Power requirements and price keep going up except on the Palmtop

Compare your Palmtop s software to similar applications on your Pentium PC. You'll find that the software programs on your Pentium machine have a few more features. The Malthusian law of software is: each generation of software rises arithmetically (say, plus 10%) in utility, but geometrically (say, 300%) in size. The result is that the current software is unendurably slow on hardware more than one generation back. This means that laptop and desktop PCS, which have to be able to run current software, never go down in size, power requirements, or price!

On the other hand, the Palmtop is more than one generation behind in hardware so it never uses the bloated mainstream software. We reverse the Malthusian law. We give up very little in features and save a factor of ten in price, size, and battery drain. This takes us off the treadmill of bigger, faster, more expensive machines for smaller and smaller improvements.

Palmtop programmers have easily created software programs that provide the capabilities of recent mainstream programs like Net browsers. The developers of these mainstream programs must throw millions of dollars at a problem to solve it. Someone in a garage then does essentially the same thing on the Palmtop, for a thousandth of the effort. And the fact that the Palmtop has a mature operating system that is not continually undergoing "improvements" means that you don t have to spend precious time and money repeatedly upgrading programs. The usefulness-to-cost ratio, any way you measure it, is incredible.

Lean into our strengths

Technical illiteracy drives the Windows revolution, but there are huge niches filled with literate customers. College and high school students are one such niche. I found that out when my son Tom, a high school junior, appropriated my Palmtop after Labor Day. He now uses it all day at school and can t praise it enough.

The answer to the fear of rapid obsolescence is for Palmtop users and developers to lean into our strengths.

Strength 1: Cost

Freeze the hardware capability of the Palmtop and aim at reducing the price. If we get below $200, the market breadth will explode. We could put one in the hands of every capable high school and college student as a combination graphing calculator, PDA, scheduler, and note-taker. The programmers in the group will start writing software for our (stable) system, and the niche will be ours forever. .

Strength 2: Flexibility

Small specialty niches can t be served by software monsters. The million-dollar startup costs are too much and response to customer needs is too slow. CPAs, MDs, inventory specialists, sales professionals, and many other niche groups were mentioned at the Handheld Conference. Something that works is a treasure to a specialist. After he has taken the time to learn it, he will hang onto it grimly without worrying about whether it s obsolete or not.

Strength 3: Input/Output Breadth

Mainstream computer systems have become specialized to a single interface (mouse/menu) despite its sluggish response to expert users. We have no such baggage: dozens of transducers and sensors (input and output devices) are easy to code in DOS, without being treated as imitation mice. We can serve all these devices on their own terms.
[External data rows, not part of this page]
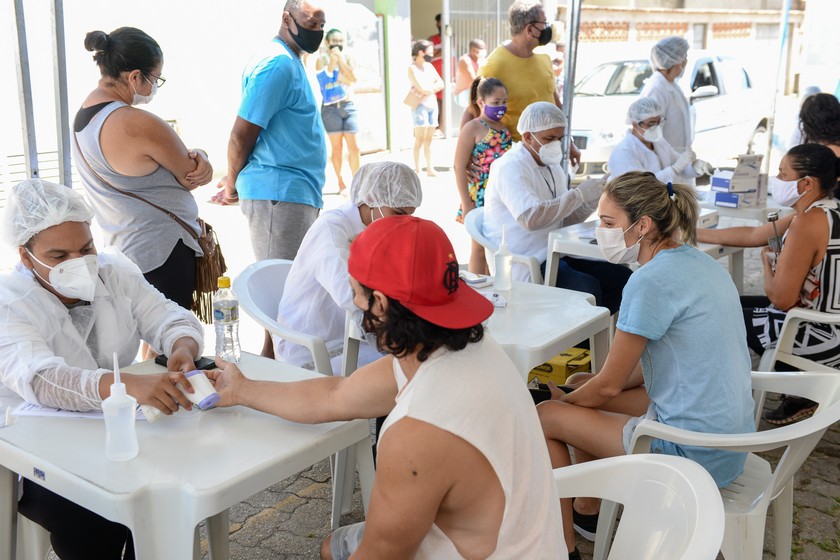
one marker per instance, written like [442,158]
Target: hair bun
[96,41]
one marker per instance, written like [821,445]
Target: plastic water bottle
[226,319]
[503,260]
[120,410]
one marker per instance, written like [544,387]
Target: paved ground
[289,520]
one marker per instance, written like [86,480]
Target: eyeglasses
[159,81]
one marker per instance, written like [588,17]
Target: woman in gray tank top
[123,148]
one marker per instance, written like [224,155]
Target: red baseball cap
[412,261]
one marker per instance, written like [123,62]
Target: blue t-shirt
[290,156]
[696,364]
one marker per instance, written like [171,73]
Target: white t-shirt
[529,200]
[478,395]
[317,293]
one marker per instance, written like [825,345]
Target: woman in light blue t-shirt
[679,354]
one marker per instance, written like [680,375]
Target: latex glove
[591,189]
[683,161]
[703,167]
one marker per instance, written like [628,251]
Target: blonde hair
[672,208]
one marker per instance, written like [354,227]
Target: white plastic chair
[259,288]
[33,541]
[672,508]
[474,222]
[747,499]
[783,352]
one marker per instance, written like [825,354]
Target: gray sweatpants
[277,228]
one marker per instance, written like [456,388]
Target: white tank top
[478,395]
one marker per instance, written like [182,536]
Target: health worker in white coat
[64,311]
[668,58]
[317,295]
[528,195]
[644,148]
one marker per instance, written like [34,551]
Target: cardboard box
[558,368]
[744,178]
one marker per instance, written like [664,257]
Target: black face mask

 Avoid obsolescence stick with the design

 Imagine a rocket ship that controls its direction by thrusters positioned on different places of the rocket. The only problem is that once turned on, the thruster can never be turned off. If the rocket goes off course, the only solution is to weld on a new thruster and make it blast in the other direction. This "barnacle rocket" wouldn't be an efficient way to get to the moon. But it is a pretty reasonable model of current desktop software.

Mainstream software is trapped in a cycle of obsolescence. A single centralized "one-size fits all" system connects everything to everything else in a complex tangle, slow and prone to failure. User knowledge of program functioning is a thing of the past.

The HP DOS Palmtop runs small programs, each one useful out of proportion to its size. Through the combination of many such easy steps it will run circles around its competition. The limits on its capabilities are only imaginary. Stick with the design!